Astigmatism is diagnosed with an eye examination. A complete eye examination involves both a series of tests to check eye health and refraction, which determines how the eyes bend light. Your eye doctor might use various instruments, aim bright lights directly at your eyes and ask you to look through several lenses. Your doctor uses these tests to examine different aspects of your eyes and vision and to determine the prescription required to provide clear vision with eyeglasses or contact lenses.

Astigmatism Treatment


The aim of treating astigmatism is to improve vision clarity and eye comfort. Treatments consist of corrective lenses and refractive surgery.

Corrective lenses

Wearing corrective lenses treats astigmatism via counteracting uneven curvatures of your cornea or lens.

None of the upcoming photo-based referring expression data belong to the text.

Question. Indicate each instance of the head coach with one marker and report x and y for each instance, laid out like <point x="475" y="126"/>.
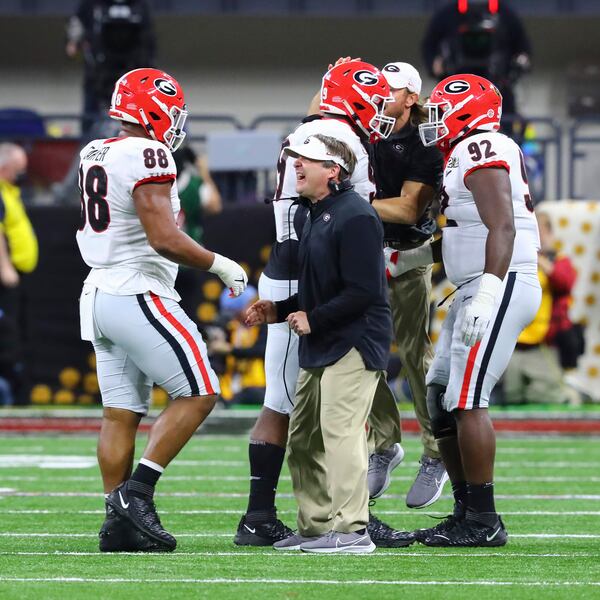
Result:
<point x="342" y="316"/>
<point x="407" y="178"/>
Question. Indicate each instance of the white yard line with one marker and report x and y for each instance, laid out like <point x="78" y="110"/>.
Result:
<point x="336" y="582"/>
<point x="412" y="513"/>
<point x="245" y="478"/>
<point x="230" y="534"/>
<point x="252" y="553"/>
<point x="17" y="494"/>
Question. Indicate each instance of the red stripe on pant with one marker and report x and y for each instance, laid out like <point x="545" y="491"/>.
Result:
<point x="464" y="392"/>
<point x="188" y="338"/>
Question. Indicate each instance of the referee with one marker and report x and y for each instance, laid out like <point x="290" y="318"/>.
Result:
<point x="408" y="177"/>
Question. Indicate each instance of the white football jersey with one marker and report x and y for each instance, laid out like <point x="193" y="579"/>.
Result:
<point x="286" y="175"/>
<point x="463" y="243"/>
<point x="111" y="237"/>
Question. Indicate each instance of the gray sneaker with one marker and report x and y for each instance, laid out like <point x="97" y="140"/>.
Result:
<point x="335" y="542"/>
<point x="380" y="468"/>
<point x="429" y="483"/>
<point x="293" y="542"/>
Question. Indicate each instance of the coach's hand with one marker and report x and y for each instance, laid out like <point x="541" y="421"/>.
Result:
<point x="478" y="314"/>
<point x="262" y="311"/>
<point x="298" y="323"/>
<point x="230" y="273"/>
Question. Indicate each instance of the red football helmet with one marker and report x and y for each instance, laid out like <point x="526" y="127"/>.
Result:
<point x="360" y="91"/>
<point x="457" y="105"/>
<point x="154" y="100"/>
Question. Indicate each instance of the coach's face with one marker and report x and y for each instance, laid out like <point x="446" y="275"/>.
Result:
<point x="312" y="177"/>
<point x="403" y="100"/>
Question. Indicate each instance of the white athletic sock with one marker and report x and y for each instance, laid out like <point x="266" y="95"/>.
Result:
<point x="152" y="465"/>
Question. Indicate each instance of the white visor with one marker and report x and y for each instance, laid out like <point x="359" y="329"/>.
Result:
<point x="402" y="75"/>
<point x="315" y="149"/>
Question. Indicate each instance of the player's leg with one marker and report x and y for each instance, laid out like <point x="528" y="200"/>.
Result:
<point x="168" y="349"/>
<point x="410" y="299"/>
<point x="125" y="395"/>
<point x="259" y="526"/>
<point x="473" y="375"/>
<point x="306" y="457"/>
<point x="116" y="445"/>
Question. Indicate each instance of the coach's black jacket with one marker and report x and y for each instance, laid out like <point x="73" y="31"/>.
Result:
<point x="342" y="285"/>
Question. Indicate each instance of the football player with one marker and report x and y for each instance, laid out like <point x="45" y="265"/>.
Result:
<point x="489" y="249"/>
<point x="129" y="309"/>
<point x="352" y="103"/>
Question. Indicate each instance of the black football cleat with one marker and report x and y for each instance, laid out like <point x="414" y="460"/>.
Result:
<point x="468" y="533"/>
<point x="141" y="513"/>
<point x="117" y="534"/>
<point x="444" y="525"/>
<point x="384" y="536"/>
<point x="261" y="534"/>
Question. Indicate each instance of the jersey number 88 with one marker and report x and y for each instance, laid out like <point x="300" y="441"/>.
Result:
<point x="96" y="210"/>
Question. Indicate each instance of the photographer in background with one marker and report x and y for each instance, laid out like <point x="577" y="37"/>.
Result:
<point x="483" y="37"/>
<point x="113" y="36"/>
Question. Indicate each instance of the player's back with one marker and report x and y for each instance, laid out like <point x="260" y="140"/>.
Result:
<point x="111" y="237"/>
<point x="465" y="236"/>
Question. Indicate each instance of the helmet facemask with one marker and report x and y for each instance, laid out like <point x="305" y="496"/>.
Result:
<point x="381" y="125"/>
<point x="435" y="130"/>
<point x="174" y="135"/>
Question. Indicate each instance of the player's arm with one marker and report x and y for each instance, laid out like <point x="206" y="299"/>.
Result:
<point x="407" y="208"/>
<point x="493" y="198"/>
<point x="492" y="194"/>
<point x="153" y="204"/>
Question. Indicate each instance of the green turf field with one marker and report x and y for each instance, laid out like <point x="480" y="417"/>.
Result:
<point x="548" y="490"/>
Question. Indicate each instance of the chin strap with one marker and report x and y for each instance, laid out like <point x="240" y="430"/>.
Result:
<point x="147" y="124"/>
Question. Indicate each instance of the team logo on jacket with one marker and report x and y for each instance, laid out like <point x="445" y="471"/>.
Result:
<point x="165" y="86"/>
<point x="456" y="87"/>
<point x="365" y="77"/>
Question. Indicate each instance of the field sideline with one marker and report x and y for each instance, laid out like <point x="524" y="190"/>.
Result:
<point x="548" y="491"/>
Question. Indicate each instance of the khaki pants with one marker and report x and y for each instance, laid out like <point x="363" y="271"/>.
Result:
<point x="410" y="301"/>
<point x="327" y="445"/>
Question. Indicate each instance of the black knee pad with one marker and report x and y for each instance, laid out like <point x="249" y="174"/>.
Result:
<point x="443" y="423"/>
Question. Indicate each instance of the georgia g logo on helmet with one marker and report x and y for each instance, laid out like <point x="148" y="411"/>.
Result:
<point x="456" y="87"/>
<point x="165" y="86"/>
<point x="366" y="78"/>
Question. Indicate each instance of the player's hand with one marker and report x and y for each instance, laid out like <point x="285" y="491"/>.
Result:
<point x="230" y="273"/>
<point x="298" y="323"/>
<point x="479" y="312"/>
<point x="476" y="319"/>
<point x="262" y="311"/>
<point x="394" y="265"/>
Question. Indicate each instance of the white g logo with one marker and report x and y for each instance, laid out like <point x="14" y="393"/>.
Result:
<point x="456" y="87"/>
<point x="165" y="86"/>
<point x="365" y="78"/>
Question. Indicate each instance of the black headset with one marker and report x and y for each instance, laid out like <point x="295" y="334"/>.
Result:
<point x="336" y="187"/>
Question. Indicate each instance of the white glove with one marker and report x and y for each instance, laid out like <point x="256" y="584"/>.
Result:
<point x="398" y="262"/>
<point x="230" y="273"/>
<point x="478" y="313"/>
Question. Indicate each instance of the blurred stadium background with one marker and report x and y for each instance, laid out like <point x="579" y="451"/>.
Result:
<point x="249" y="69"/>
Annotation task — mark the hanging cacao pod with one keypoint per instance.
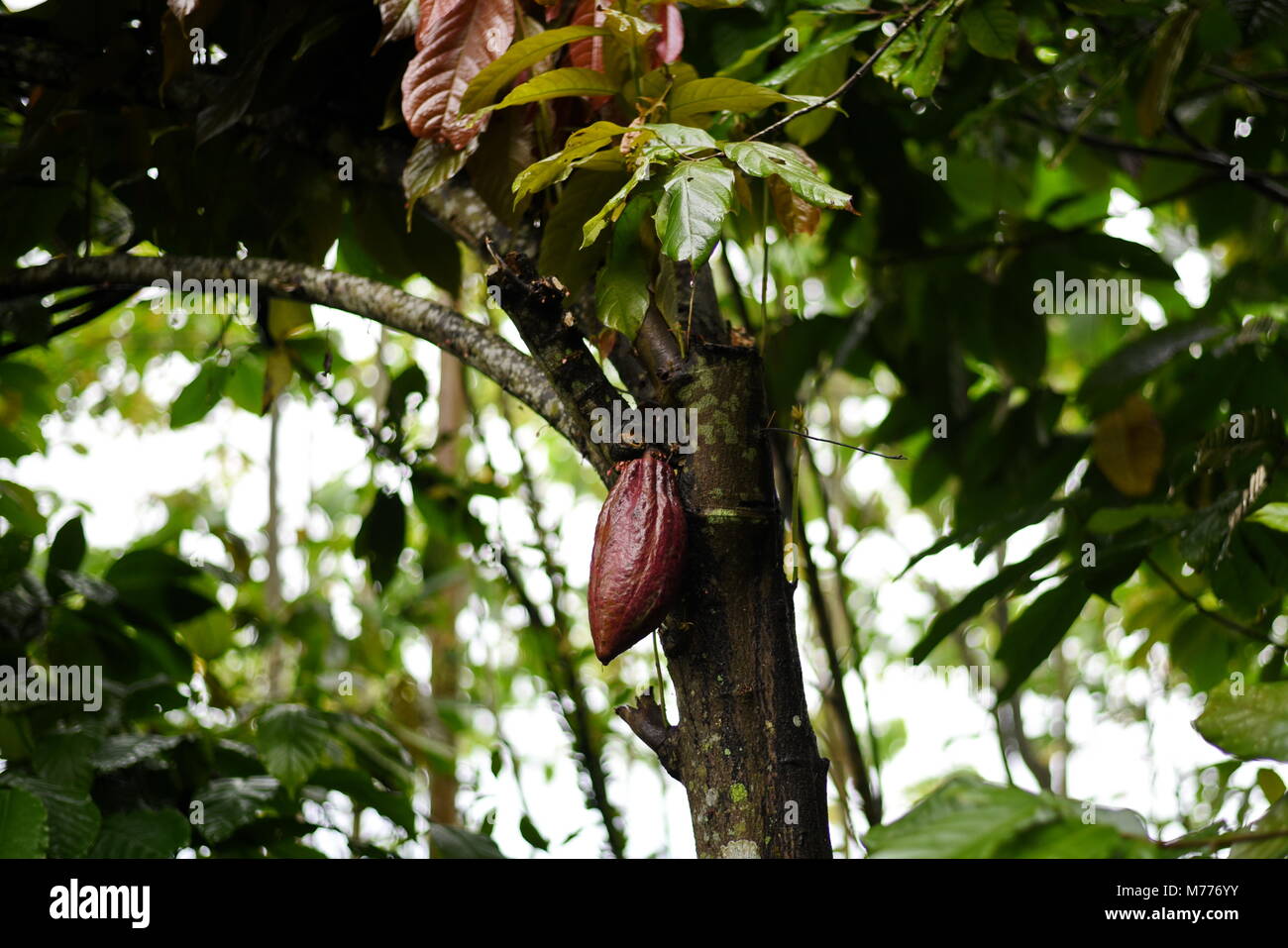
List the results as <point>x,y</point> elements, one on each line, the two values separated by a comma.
<point>639,550</point>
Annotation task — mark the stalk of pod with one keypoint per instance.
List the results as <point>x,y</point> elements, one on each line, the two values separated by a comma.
<point>639,552</point>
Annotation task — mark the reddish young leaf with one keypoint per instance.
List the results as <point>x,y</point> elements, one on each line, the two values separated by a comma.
<point>668,46</point>
<point>456,39</point>
<point>588,54</point>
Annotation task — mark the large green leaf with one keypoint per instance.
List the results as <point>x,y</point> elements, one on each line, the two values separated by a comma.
<point>992,27</point>
<point>292,740</point>
<point>765,159</point>
<point>125,750</point>
<point>613,206</point>
<point>578,150</point>
<point>720,94</point>
<point>382,536</point>
<point>696,198</point>
<point>921,71</point>
<point>621,291</point>
<point>1250,723</point>
<point>1038,630</point>
<point>73,819</point>
<point>488,82</point>
<point>232,802</point>
<point>454,843</point>
<point>24,824</point>
<point>64,554</point>
<point>1006,579</point>
<point>962,819</point>
<point>200,395</point>
<point>1274,515</point>
<point>966,818</point>
<point>142,835</point>
<point>557,84</point>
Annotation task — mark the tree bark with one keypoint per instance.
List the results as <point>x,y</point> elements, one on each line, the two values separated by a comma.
<point>743,749</point>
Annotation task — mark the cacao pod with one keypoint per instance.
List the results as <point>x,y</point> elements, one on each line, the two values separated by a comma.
<point>639,549</point>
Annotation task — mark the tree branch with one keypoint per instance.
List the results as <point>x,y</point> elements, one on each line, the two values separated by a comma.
<point>854,77</point>
<point>645,719</point>
<point>475,344</point>
<point>536,307</point>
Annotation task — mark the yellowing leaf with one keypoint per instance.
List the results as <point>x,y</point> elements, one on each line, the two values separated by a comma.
<point>488,82</point>
<point>763,159</point>
<point>277,376</point>
<point>456,40</point>
<point>1128,447</point>
<point>287,317</point>
<point>696,200</point>
<point>720,95</point>
<point>558,82</point>
<point>578,150</point>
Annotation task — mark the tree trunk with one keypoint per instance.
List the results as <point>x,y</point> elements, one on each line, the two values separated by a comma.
<point>745,749</point>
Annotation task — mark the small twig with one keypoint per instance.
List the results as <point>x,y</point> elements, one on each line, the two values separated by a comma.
<point>840,445</point>
<point>854,77</point>
<point>106,299</point>
<point>1215,616</point>
<point>645,719</point>
<point>1228,840</point>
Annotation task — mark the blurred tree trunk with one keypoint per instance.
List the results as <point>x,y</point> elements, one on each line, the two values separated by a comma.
<point>445,674</point>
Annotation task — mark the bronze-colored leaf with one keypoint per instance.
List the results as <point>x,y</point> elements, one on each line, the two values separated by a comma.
<point>456,39</point>
<point>1128,447</point>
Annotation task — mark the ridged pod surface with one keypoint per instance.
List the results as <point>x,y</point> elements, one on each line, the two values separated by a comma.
<point>639,552</point>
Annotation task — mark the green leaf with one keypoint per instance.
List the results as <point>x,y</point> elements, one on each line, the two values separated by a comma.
<point>64,759</point>
<point>18,506</point>
<point>992,29</point>
<point>720,94</point>
<point>142,835</point>
<point>966,818</point>
<point>1038,630</point>
<point>670,141</point>
<point>612,207</point>
<point>923,65</point>
<point>621,291</point>
<point>292,741</point>
<point>73,819</point>
<point>812,52</point>
<point>559,82</point>
<point>232,802</point>
<point>562,254</point>
<point>462,844</point>
<point>376,751</point>
<point>962,819</point>
<point>531,835</point>
<point>578,150</point>
<point>488,82</point>
<point>1106,385</point>
<point>696,198</point>
<point>1275,820</point>
<point>64,554</point>
<point>125,750</point>
<point>763,159</point>
<point>1274,515</point>
<point>432,163</point>
<point>1116,519</point>
<point>1250,725</point>
<point>382,536</point>
<point>970,605</point>
<point>364,792</point>
<point>24,826</point>
<point>200,395</point>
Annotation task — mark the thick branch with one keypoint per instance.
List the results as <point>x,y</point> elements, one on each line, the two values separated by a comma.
<point>645,719</point>
<point>536,307</point>
<point>475,344</point>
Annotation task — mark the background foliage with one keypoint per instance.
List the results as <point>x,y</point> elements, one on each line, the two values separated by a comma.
<point>1125,479</point>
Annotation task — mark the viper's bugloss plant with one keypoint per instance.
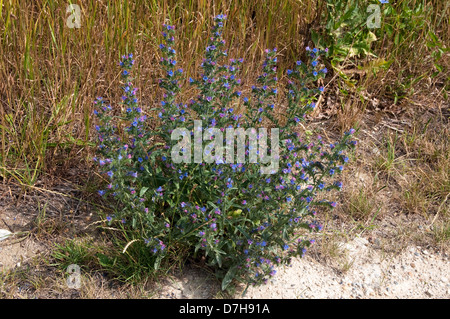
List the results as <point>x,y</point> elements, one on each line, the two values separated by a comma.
<point>244,222</point>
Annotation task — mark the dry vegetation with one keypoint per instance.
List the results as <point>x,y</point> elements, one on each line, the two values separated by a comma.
<point>396,189</point>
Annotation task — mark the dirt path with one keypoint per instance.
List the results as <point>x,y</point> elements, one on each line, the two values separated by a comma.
<point>415,273</point>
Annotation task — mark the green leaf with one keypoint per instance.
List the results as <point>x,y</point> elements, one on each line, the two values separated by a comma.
<point>229,277</point>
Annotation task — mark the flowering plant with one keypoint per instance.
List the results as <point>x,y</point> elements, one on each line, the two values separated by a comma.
<point>243,221</point>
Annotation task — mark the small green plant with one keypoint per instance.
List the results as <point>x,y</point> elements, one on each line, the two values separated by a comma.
<point>242,221</point>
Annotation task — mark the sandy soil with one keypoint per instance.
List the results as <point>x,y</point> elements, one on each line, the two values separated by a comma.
<point>416,273</point>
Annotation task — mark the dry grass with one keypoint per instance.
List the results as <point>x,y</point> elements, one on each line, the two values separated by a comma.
<point>397,187</point>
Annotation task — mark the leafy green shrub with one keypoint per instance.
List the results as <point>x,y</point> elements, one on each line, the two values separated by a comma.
<point>244,222</point>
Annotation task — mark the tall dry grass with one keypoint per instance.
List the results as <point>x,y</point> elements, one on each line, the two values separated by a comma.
<point>51,73</point>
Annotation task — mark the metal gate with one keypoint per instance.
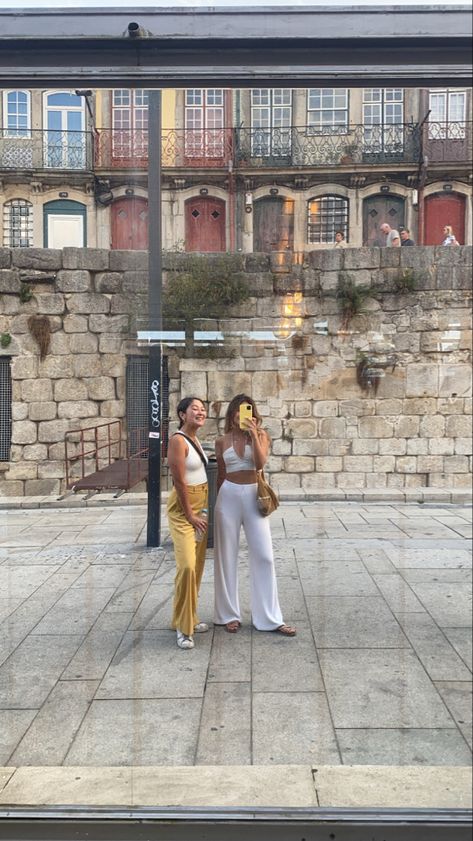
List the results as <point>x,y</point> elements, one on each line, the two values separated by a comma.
<point>5,408</point>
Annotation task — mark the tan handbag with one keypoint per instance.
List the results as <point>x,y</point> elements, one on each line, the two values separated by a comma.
<point>267,498</point>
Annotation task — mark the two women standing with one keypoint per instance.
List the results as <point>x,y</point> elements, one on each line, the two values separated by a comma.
<point>240,454</point>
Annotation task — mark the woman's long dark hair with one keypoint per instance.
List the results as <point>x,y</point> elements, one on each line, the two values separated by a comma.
<point>233,407</point>
<point>183,406</point>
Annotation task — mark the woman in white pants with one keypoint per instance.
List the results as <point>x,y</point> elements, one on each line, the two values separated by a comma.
<point>240,454</point>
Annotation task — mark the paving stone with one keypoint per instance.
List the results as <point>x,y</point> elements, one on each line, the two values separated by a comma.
<point>93,658</point>
<point>457,697</point>
<point>398,788</point>
<point>435,653</point>
<point>400,746</point>
<point>13,725</point>
<point>143,733</point>
<point>75,612</point>
<point>347,621</point>
<point>336,578</point>
<point>282,664</point>
<point>230,659</point>
<point>225,728</point>
<point>289,786</point>
<point>149,665</point>
<point>30,673</point>
<point>448,603</point>
<point>398,594</point>
<point>293,728</point>
<point>461,639</point>
<point>80,786</point>
<point>52,732</point>
<point>380,688</point>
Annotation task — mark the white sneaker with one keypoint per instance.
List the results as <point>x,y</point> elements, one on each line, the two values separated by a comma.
<point>184,641</point>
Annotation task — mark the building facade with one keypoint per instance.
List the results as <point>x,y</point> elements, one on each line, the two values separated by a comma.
<point>262,170</point>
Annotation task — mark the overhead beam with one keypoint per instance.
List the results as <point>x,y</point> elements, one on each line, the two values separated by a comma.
<point>238,47</point>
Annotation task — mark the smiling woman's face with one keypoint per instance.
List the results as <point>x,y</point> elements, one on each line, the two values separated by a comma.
<point>195,413</point>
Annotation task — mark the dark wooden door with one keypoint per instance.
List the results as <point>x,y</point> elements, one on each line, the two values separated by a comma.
<point>130,224</point>
<point>205,224</point>
<point>442,209</point>
<point>377,210</point>
<point>273,224</point>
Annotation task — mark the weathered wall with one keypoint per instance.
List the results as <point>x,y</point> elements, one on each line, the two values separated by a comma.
<point>327,432</point>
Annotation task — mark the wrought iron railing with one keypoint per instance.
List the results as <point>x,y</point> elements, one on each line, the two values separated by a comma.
<point>108,149</point>
<point>448,142</point>
<point>126,149</point>
<point>327,147</point>
<point>32,149</point>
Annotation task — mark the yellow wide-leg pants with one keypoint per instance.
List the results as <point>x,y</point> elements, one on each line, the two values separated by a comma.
<point>190,557</point>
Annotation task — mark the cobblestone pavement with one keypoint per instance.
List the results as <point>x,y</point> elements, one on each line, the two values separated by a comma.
<point>379,673</point>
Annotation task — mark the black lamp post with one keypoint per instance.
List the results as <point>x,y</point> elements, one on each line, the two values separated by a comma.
<point>154,319</point>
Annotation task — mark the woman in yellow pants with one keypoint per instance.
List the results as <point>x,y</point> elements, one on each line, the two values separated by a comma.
<point>188,526</point>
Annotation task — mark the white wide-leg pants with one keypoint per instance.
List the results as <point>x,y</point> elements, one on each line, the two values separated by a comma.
<point>236,507</point>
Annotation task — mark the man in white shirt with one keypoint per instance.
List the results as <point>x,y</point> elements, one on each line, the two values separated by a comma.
<point>393,239</point>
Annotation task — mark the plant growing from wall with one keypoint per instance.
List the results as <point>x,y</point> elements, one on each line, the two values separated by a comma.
<point>201,287</point>
<point>40,328</point>
<point>406,281</point>
<point>351,297</point>
<point>26,293</point>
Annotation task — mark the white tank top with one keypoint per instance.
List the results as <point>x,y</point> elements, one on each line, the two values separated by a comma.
<point>234,462</point>
<point>195,470</point>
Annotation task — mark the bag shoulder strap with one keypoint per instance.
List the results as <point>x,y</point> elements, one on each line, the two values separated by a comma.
<point>198,450</point>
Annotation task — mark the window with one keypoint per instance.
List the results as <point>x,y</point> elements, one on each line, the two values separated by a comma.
<point>16,114</point>
<point>17,224</point>
<point>204,121</point>
<point>5,408</point>
<point>327,110</point>
<point>447,114</point>
<point>130,123</point>
<point>327,214</point>
<point>383,115</point>
<point>65,144</point>
<point>271,119</point>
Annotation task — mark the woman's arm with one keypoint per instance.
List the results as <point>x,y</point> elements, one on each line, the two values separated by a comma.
<point>221,469</point>
<point>260,441</point>
<point>177,452</point>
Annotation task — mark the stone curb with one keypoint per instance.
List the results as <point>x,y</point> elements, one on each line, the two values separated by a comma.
<point>447,496</point>
<point>242,785</point>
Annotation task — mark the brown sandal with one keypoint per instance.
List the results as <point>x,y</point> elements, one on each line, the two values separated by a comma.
<point>286,631</point>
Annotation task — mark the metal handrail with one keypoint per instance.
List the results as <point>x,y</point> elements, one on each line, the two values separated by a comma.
<point>93,453</point>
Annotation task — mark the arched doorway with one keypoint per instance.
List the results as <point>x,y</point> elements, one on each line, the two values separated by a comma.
<point>442,209</point>
<point>205,224</point>
<point>273,224</point>
<point>378,209</point>
<point>130,224</point>
<point>65,224</point>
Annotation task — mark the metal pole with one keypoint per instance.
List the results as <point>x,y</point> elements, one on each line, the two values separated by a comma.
<point>154,317</point>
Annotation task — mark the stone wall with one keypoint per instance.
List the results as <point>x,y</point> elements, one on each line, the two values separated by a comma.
<point>327,431</point>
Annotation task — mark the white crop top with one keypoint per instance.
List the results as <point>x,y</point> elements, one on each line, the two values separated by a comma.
<point>195,470</point>
<point>233,462</point>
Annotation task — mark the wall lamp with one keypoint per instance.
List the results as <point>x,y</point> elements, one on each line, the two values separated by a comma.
<point>134,30</point>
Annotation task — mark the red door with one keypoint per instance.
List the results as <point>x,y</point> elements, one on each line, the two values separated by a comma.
<point>205,224</point>
<point>130,224</point>
<point>442,209</point>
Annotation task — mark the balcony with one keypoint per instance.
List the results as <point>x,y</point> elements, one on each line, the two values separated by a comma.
<point>448,142</point>
<point>127,149</point>
<point>46,150</point>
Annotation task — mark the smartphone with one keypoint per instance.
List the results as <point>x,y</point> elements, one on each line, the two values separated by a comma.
<point>246,413</point>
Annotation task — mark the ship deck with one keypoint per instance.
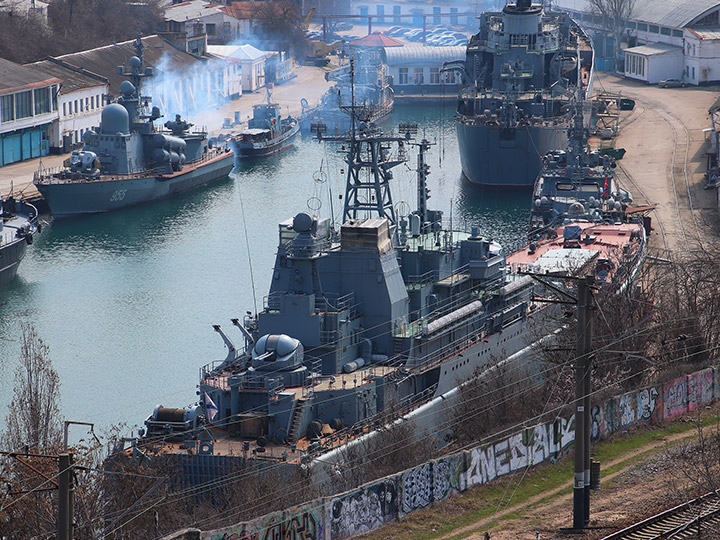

Types of corrective lenses include:

  • Eyeglasses – Eyeglasses are made from lenses that help compensate for the uneven shape of the eye. The lenses make the light bend into the eye correctly. Eyeglasses could also correct for other refractive errors, like nearsightedness or farsightedness.
  • Contact lenses – Like eyeglasses, contact lenses could correct most astigmatism. These are available in various types and styles.

Contact lenses are also used in a procedure known as orthokeratology. In orthokeratology, rigid contact lenses are worn at night while sleeping until the curvature of the eye evens out. Afterward, the lenses are worn less frequently to maintain the new shape. If the treatment is discontinued, the eye returns to its former shape and refractive error.

Wearing contact lenses for extended periods of time increases your risk of infection in the eye.

Ask your eye doctor about the pros and cons and risks of contact lenses and what may be best for you.

Astigmatism Treatment

Refractive surgery

Refractive surgery improves vision and reduces the require for eyeglasses or contact lenses. An eye surgeon uses a laser beam to reshape the curves of the cornea, which rectifies the refractive error. Before surgery, doctors will evaluate you and determine if you are a candidate for refractive surgery.

Types of refractive surgery for astigmatism include:

  • Laser-assisted in-situ keratomileusis (LASIK) – With this procedure, an eye surgeon makes a slim, hinged flap in the cornea. He or she uses an excimer laser to create the shape of the cornea and then repositions the flap.
  • Laser-assisted subepithelial keratectomy (LASEK) – Instead of creating a flap in the cornea, the surgeon loosens the cornea’s slim protective cover (epithelium) with special alcohol. He or she uses an excimer laser to alter the curvature of the cornea and then repositions the loosened epithelium.
  • Photorefractive keratectomy (PRK) – This procedure is just like LASEK, except the surgeon removes the epithelium. This will grow back naturally, conforming to the cornea’s new shape. You might need to wear a bandage contact lens for a few days after surgery.
  • Epi-LASIK – It is a variation of LASEK. The surgeon uses a special mechanized blunt blade — rather than the alcohol — to separate a very thin sheet of epithelium. He or she then uses an excimer laser to remake the cornea and repositions the epithelium.
  • Small-incision lenticule extraction (SMILE) – This newer type of refractive surgery reshapes the cornea by using a laser to make a lens-shaped bit of tissue (lenticule) beneath the cornea’s surface. The lenticule is then removed through a very tiny incision. At this point, the SMILE procedure is only approved for treating mild nearsightedness.

Other types of refractive surgeries are clear lens extraction and implantable contact lenses. There is no one best method for refractive surgery, and you should make a decision only after a complete evaluation and detailed discussion with your surgeon.

Some of the possible complications that could occur after refractive surgery include:

  • Undercorrection or overcorrection of your original problem
  • Visual side effects, like a halo or starburst appearing around lights
  • Dry eye
  • Infection
  • Corneal scarring
  • Rarely, vision loss

Discuss the possible risks and benefits of these procedures with your eye doctor.

If you or anyone you know is suffering from astigmatism, our expert providers at Specialty Care Clinics will take care of your health and help you recover.